I told them the biggest obstacle for people like me studying the period 1945-50 is the lack of materials. Even if the memories are painful, I encouraged them both to write down their stories, and like the boom of Japanese publishing their memoirs and diaries of wartime experiences in Japan in the last few decades has done, give historians and younger generations a chance to hear their stories. One of the guys answered, “いや、韓国は日本じゃない。ここでは、そういうような書く문화がない。” (Korea is not Japan. Here we don’t have that kind of culture of writing) Is that fair? Perhaps that generation just needs a bit more time and a bit more encouragement?

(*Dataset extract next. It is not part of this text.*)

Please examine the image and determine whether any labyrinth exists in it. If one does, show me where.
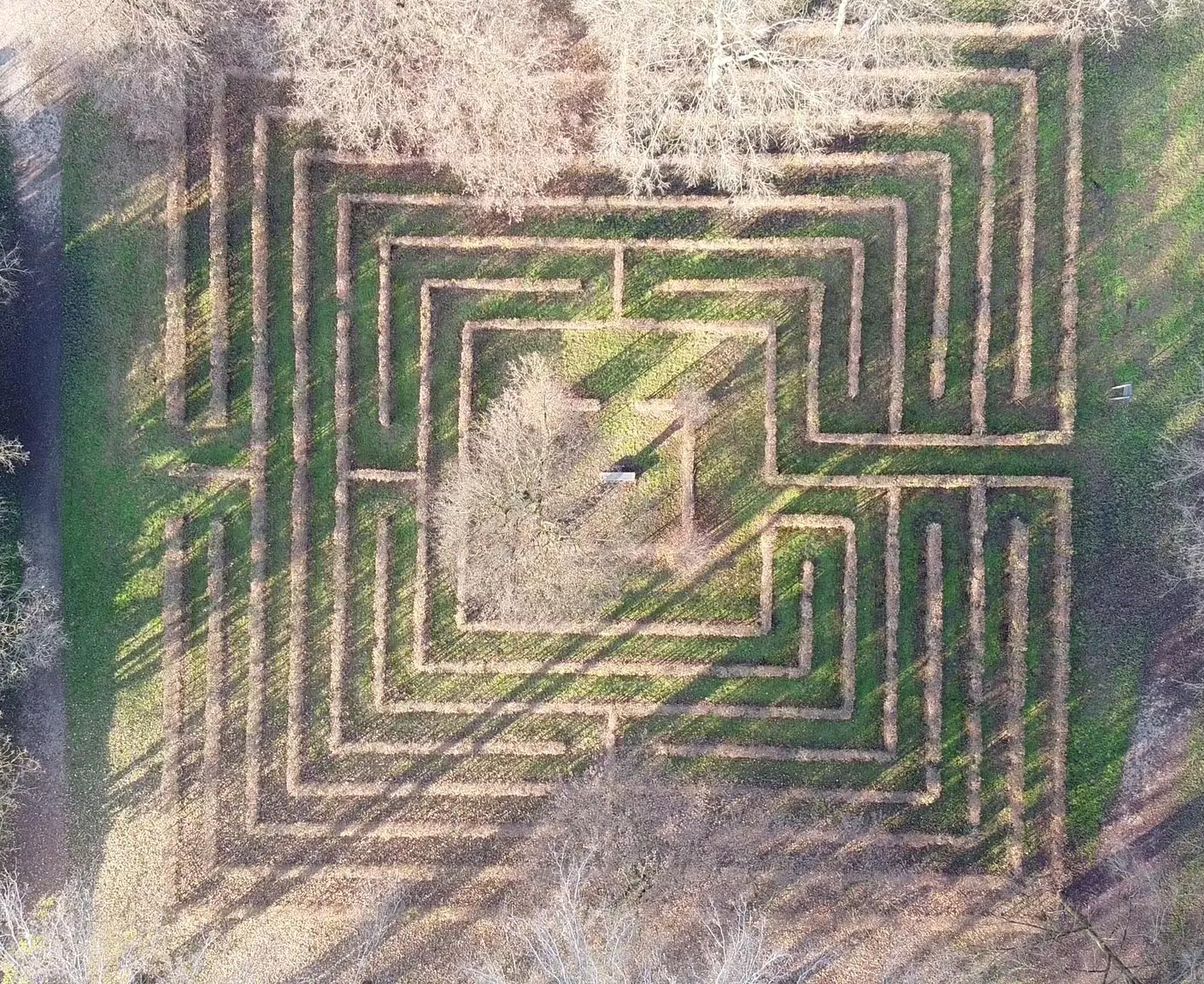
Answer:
[162,26,1083,899]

Today’s Code-Switch Spotting

Today at a rice porridge restaurant near my apartment Sayaka and I overheard some interesting code-switching going on at the table next to us. A woman was struggling to feed her three children, two of which were being less than cooperative. Sometimes she would speak full sentences in Chinese, but with an accent that at first made me think she was a non-native speaker. I later concluded she was just speaking a dialect close enough to standard Mandarin for us to understand but not of the variety I was most familiar with. She seemed to slur her words in an interesting way and pronounced some syllables differently.

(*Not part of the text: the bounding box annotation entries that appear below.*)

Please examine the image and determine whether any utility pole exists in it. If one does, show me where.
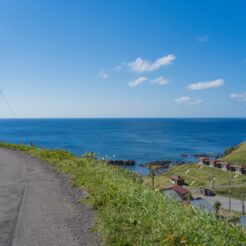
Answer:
[241,179,246,215]
[229,171,231,212]
[212,168,215,193]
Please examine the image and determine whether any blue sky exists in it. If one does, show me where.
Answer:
[0,0,246,118]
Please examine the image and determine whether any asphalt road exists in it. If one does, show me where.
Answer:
[0,148,100,246]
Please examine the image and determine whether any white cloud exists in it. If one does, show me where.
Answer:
[197,35,208,43]
[174,96,203,105]
[190,99,203,105]
[114,66,122,72]
[97,70,108,79]
[230,92,246,102]
[151,77,169,85]
[188,79,224,90]
[126,55,176,73]
[128,77,148,87]
[174,97,191,104]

As the meal progressed she began code-switching with her children. One child was significantly older than the others and the mother seemed to speak to her mostly in Korean. However, a number of things such as her pronunciation and the occasional and almost random use of honorifics when speaking to her children indicated that she was less than native in Korean. With her two younger children she freely mixed Chinese and Korean, sometimes speaking several sentences in a row in Korean, then switching to Chinese, especially when barking frustrated commands to her restless children (why didn’t the father join them for their Sunday lunch? She sure could have used the help with the kids). She also freely mixed both languages in the same sentence, such as when she tried to convince her youngest that the spoonful of smoking rice porridge headed for his mouth was not hot, “不热了,먹어요, 不热了,먹어!” The youngest child always responded in Chinese, but perhaps due to his young age struggled with some of the initial consonants, turning Chinese initial consonants like c-, zh-, ch-, q- into t-, d-, t-, t-, respectfully, in a most adorable manner.

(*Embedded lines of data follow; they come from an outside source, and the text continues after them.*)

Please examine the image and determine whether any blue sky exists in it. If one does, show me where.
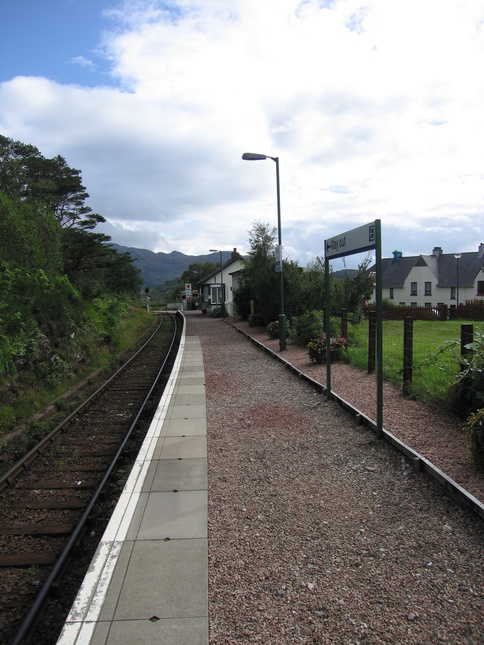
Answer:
[0,0,484,264]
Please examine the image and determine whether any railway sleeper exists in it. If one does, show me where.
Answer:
[0,523,74,535]
[0,551,59,567]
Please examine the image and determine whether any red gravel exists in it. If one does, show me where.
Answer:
[188,314,484,645]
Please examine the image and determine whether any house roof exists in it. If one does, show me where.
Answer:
[197,253,244,287]
[382,245,484,289]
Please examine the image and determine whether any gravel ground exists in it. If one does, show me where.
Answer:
[188,314,484,645]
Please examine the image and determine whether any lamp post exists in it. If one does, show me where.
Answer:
[209,249,225,318]
[454,253,461,310]
[242,152,286,352]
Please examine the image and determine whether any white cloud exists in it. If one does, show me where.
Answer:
[0,0,484,260]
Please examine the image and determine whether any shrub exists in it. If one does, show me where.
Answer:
[291,310,324,346]
[266,320,279,338]
[266,319,291,338]
[463,408,484,470]
[249,314,264,327]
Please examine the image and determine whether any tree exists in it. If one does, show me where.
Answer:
[331,254,374,314]
[0,192,63,277]
[234,221,279,324]
[0,136,142,298]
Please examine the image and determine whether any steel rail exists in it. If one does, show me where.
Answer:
[12,313,182,645]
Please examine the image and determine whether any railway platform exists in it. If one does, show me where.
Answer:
[58,310,208,645]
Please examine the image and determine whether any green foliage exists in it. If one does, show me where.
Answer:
[463,408,484,470]
[459,329,484,414]
[331,255,374,314]
[266,320,279,338]
[241,222,280,325]
[0,336,17,377]
[0,192,63,276]
[289,310,324,347]
[0,135,142,298]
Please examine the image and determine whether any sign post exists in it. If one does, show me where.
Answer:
[324,219,383,439]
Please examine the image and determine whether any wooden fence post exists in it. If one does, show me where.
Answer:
[460,324,474,367]
[403,316,413,396]
[368,310,376,374]
[341,308,348,342]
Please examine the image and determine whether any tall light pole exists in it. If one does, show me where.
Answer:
[242,152,286,352]
[209,249,225,318]
[454,253,461,309]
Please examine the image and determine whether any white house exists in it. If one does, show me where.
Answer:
[198,249,245,316]
[372,244,484,307]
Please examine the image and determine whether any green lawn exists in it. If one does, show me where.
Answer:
[348,320,484,408]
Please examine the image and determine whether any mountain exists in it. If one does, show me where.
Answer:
[111,244,231,287]
[111,244,358,288]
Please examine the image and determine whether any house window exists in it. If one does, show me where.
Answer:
[210,284,222,305]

One possible background story for this family is that the mother is married to a Korean husband, learning Korean after coming here and starting a family with her new husband. Their marriage would be one of the many “invisible” international marriages in a country which has a fast growing number of Korean males marrying foreigners, especially Chinese and Vietnamese women. As I have mentioned in early postings, given my own background, I feel an intense feeling of identification with these children, no matter what their own unique mix of languages and identities might be. I hope the kids I saw today will be able to keep their Chinese as they grow up in Korea and that the social and educational environment for my young fellow hybrids will allow them to develop to their full potential.